An explanation for this is given in a numpy bug report.
I get a different error than you do (using numpy 1.7.0.dev):
ValueError: setting an array element with a sequence.
so the explanation below may not be correct for your system (or it could even be the wrong explanation for what I see).
First, notice that indexing a row of a structured array gives you a numpy.void object (see data type docs)
import numpy as np
dt = np.dtype([('tuple', (int, 2))])
a = np.zeros(3, dt)
print type(a[0]) # = numpy.void
From what I understand, void is sort of like a Python list since it can hold objects of different data types, which makes sense since the columns in a structured array can be different data types.
If, instead of indexing, you slice out the first row, you get an ndarray:
print type(a[:1]) # = numpy.ndarray
This is analogous to how Python lists work:
b = [1, 2, 3]
print b[0] # 1
print b[:1] # [1]
Slicing returns a shortened version of the original sequence, but indexing returns an element (here, an int; above, a void type).
So when you slice into the rows of the structured array, you should expect it to behave just like your original array (only with fewer rows). Continuing with your example, you can now assign to the 'tuple' columns of the first row:
a[:1]['tuple'] = (1, 2)
So,... why doesn't a[0]['tuple'] = (1, 2) work?

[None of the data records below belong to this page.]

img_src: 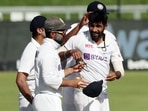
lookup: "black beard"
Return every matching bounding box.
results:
[90,31,105,42]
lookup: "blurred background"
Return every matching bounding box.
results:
[0,0,148,70]
[0,0,148,111]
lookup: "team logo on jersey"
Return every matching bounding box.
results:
[84,53,107,62]
[85,44,93,48]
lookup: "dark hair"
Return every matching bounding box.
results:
[88,12,108,25]
[30,15,46,38]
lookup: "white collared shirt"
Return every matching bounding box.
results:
[35,38,64,96]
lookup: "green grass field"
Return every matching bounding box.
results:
[0,71,148,111]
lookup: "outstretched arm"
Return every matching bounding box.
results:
[61,13,88,45]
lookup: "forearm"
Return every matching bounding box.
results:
[112,61,124,79]
[16,72,33,103]
[59,50,72,61]
[18,81,33,104]
[61,23,82,45]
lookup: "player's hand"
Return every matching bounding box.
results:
[72,77,89,89]
[71,49,82,60]
[72,61,85,73]
[106,72,116,81]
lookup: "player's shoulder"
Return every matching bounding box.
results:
[104,29,116,40]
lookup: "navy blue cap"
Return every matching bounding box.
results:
[30,15,46,32]
[83,80,103,97]
[87,1,109,14]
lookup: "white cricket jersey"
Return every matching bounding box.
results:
[18,38,40,91]
[35,38,64,96]
[65,31,123,89]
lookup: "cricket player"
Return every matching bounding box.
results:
[60,7,124,111]
[59,1,119,111]
[33,17,88,111]
[16,16,46,111]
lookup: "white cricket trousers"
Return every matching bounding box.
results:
[74,89,110,111]
[32,94,62,111]
[18,93,33,111]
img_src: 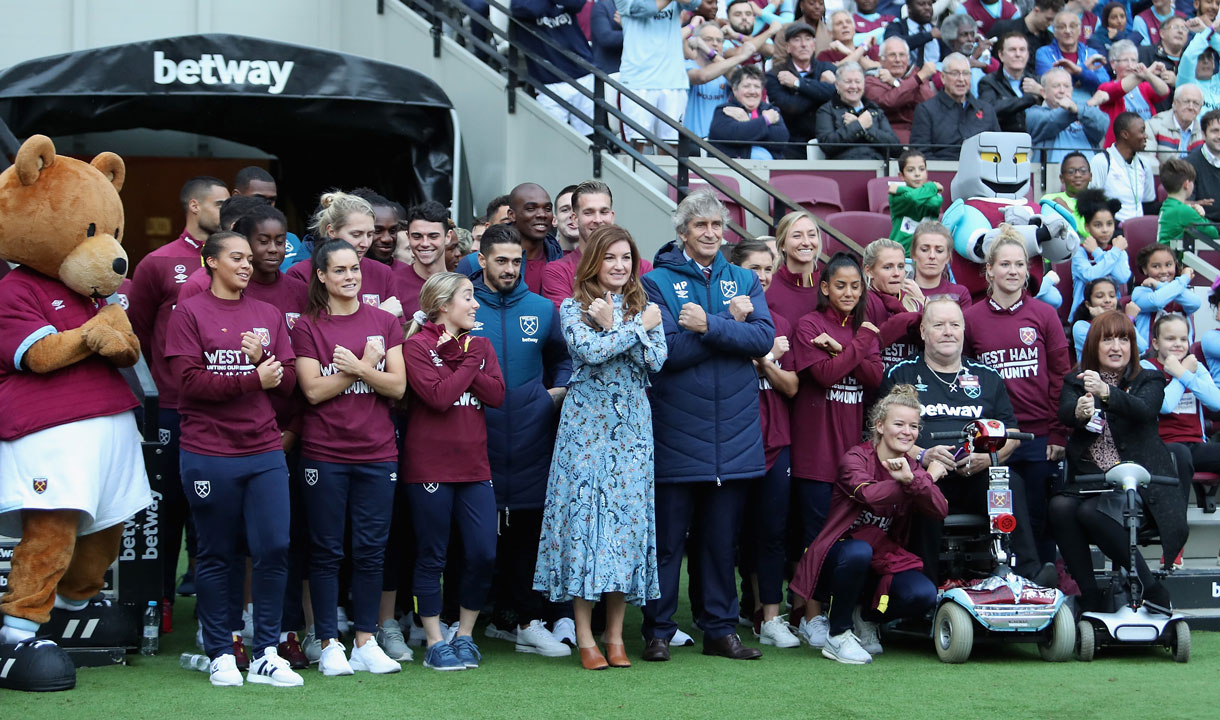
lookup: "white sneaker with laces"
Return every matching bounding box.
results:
[351,637,403,675]
[317,638,353,677]
[301,625,322,665]
[377,619,415,663]
[517,620,572,658]
[759,615,800,648]
[550,617,576,648]
[822,630,872,665]
[852,605,882,655]
[207,653,244,687]
[797,615,831,648]
[245,647,305,687]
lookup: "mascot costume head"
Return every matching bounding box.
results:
[0,135,151,691]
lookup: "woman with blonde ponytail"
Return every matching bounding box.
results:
[400,272,505,670]
[789,384,948,665]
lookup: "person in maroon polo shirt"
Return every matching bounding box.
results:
[127,176,229,631]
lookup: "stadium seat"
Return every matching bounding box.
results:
[770,172,843,220]
[869,176,903,212]
[826,210,893,248]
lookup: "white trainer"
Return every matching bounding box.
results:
[550,617,576,648]
[852,605,883,655]
[822,630,872,665]
[207,653,244,687]
[245,647,305,687]
[517,620,572,658]
[350,637,403,675]
[301,625,322,665]
[317,638,353,677]
[377,617,415,663]
[759,615,800,648]
[797,615,831,648]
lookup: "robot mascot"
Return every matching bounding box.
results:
[942,132,1080,308]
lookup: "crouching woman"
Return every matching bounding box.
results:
[792,386,948,665]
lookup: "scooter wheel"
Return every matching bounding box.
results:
[1169,620,1191,663]
[1076,620,1097,663]
[932,602,975,664]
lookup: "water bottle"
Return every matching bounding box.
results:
[140,600,161,655]
[178,653,212,672]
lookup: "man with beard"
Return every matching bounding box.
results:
[470,225,575,658]
[766,22,834,159]
[127,176,229,632]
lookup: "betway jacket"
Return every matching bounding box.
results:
[644,245,775,483]
[470,272,572,510]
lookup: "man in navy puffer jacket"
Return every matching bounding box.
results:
[643,192,775,660]
[470,225,572,657]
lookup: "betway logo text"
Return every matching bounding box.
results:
[153,50,295,95]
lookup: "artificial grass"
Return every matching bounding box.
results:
[14,593,1220,720]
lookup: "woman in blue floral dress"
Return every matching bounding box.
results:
[534,225,666,670]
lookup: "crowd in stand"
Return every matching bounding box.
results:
[100,146,1220,686]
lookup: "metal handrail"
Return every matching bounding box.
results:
[399,0,864,255]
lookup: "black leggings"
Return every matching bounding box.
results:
[1049,494,1157,602]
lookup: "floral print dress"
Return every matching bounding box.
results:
[534,295,667,605]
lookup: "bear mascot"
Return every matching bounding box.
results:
[941,132,1080,308]
[0,135,151,691]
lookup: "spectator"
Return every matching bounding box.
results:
[889,150,948,251]
[1089,112,1157,222]
[961,0,1020,38]
[589,0,622,74]
[792,384,948,665]
[881,0,941,66]
[615,0,700,149]
[1025,67,1110,165]
[1157,157,1220,245]
[1186,110,1220,222]
[1097,40,1169,145]
[527,225,681,670]
[1050,311,1187,614]
[766,22,834,160]
[910,52,999,160]
[1088,2,1139,52]
[816,62,900,160]
[989,0,1064,72]
[471,225,572,658]
[852,0,898,49]
[817,10,880,70]
[941,15,999,96]
[1042,150,1093,237]
[708,65,788,160]
[509,0,593,135]
[978,33,1043,133]
[1177,15,1220,112]
[643,191,775,660]
[1070,188,1131,314]
[1035,10,1110,105]
[1131,0,1186,48]
[1143,84,1203,172]
[721,0,783,65]
[864,37,937,144]
[682,22,758,138]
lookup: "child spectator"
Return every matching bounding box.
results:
[889,150,944,256]
[1157,157,1220,245]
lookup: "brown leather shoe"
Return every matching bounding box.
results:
[703,632,763,660]
[606,642,631,668]
[644,637,670,663]
[581,646,605,670]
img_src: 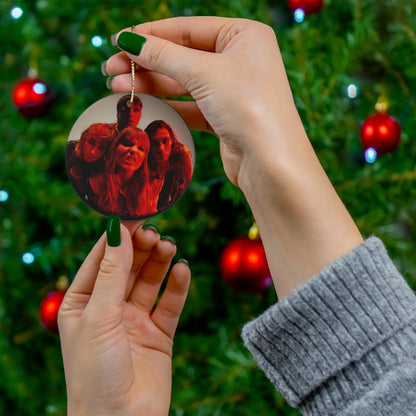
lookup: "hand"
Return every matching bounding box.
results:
[58,225,190,416]
[105,17,362,298]
[105,17,304,185]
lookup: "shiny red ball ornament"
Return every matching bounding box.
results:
[360,113,402,154]
[40,290,66,332]
[13,78,52,118]
[287,0,324,15]
[220,237,272,293]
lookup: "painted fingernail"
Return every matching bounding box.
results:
[178,259,189,267]
[142,224,159,234]
[101,61,108,77]
[117,32,146,55]
[160,235,176,245]
[111,33,118,46]
[107,215,121,247]
[105,77,114,90]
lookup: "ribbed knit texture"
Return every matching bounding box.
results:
[242,237,416,416]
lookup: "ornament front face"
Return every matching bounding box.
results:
[66,93,195,221]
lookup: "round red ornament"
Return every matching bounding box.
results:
[13,78,52,118]
[287,0,324,15]
[220,237,272,293]
[40,290,65,332]
[360,113,402,154]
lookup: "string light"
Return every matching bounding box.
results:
[10,7,23,19]
[22,252,35,264]
[365,147,377,163]
[293,9,305,23]
[347,84,358,99]
[0,189,9,202]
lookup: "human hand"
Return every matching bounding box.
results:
[58,218,190,416]
[105,17,304,187]
[104,17,362,297]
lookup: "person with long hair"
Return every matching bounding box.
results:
[115,94,143,132]
[90,126,156,220]
[145,120,192,211]
[66,123,116,199]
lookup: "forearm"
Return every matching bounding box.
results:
[239,110,362,298]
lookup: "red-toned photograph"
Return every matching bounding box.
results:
[66,94,195,221]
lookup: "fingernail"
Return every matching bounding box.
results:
[142,224,159,234]
[111,33,118,46]
[107,215,121,247]
[117,32,146,55]
[101,61,108,77]
[160,235,176,245]
[105,77,114,90]
[178,259,189,267]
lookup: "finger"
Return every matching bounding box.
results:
[132,16,232,52]
[152,262,191,339]
[111,71,189,97]
[125,225,160,299]
[62,234,106,306]
[123,221,144,236]
[128,240,176,313]
[89,224,133,309]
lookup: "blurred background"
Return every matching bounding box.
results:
[0,0,416,416]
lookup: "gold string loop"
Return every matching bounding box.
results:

Well, recall that a[0] returns a void object. So, when you call
a[0]['tuple'] = (1, 2) # this line fails
you're assigning a tuple to the 'tuple' element of that void object. Note: despite the fact you've called this index 'tuple', it was stored as an ndarray:
print type(a[0]['tuple']) # = numpy.ndarray
So, this means the tuple needs to be cast into an ndarray. But, the void object can't cast assignments (this is just a guess) because it can contain arbitrary data types so it doesn't know what type to cast to. To get around this you can cast the input yourself:
a[0]['tuple'] = np.array((1, 2))
The fact that we get different errors suggests that the above line might not work for you since casting addresses the error I received---not the one you received.
Addendum:
So why does the following work?
a[0]['tuple'][:] = (1, 2)
Here, you're indexing into the array when you add [:], but without that, you're indexing into the void object. In other words, a[0]['tuple'][:] says "replace the elements of the stored array" (which is handled by the array), a[0]['tuple'] says "replace the stored array" (which is handled by void).
Epilogue:
Strangely enough, accessing the row (i.e. indexing with 0) seems to drop the base array, but it still allows you to assign to the base array.
print a['tuple'].base is a # = True
print a[0].base is a # = False
a[0] = ((1, 2),) # `a` is changed
Maybe void is not really an array so it doesn't have a base array,... but then why does it have a base attribute?
This was an upstream bug, fixed as of NumPy PR #5947, with a fix in 1.9.3.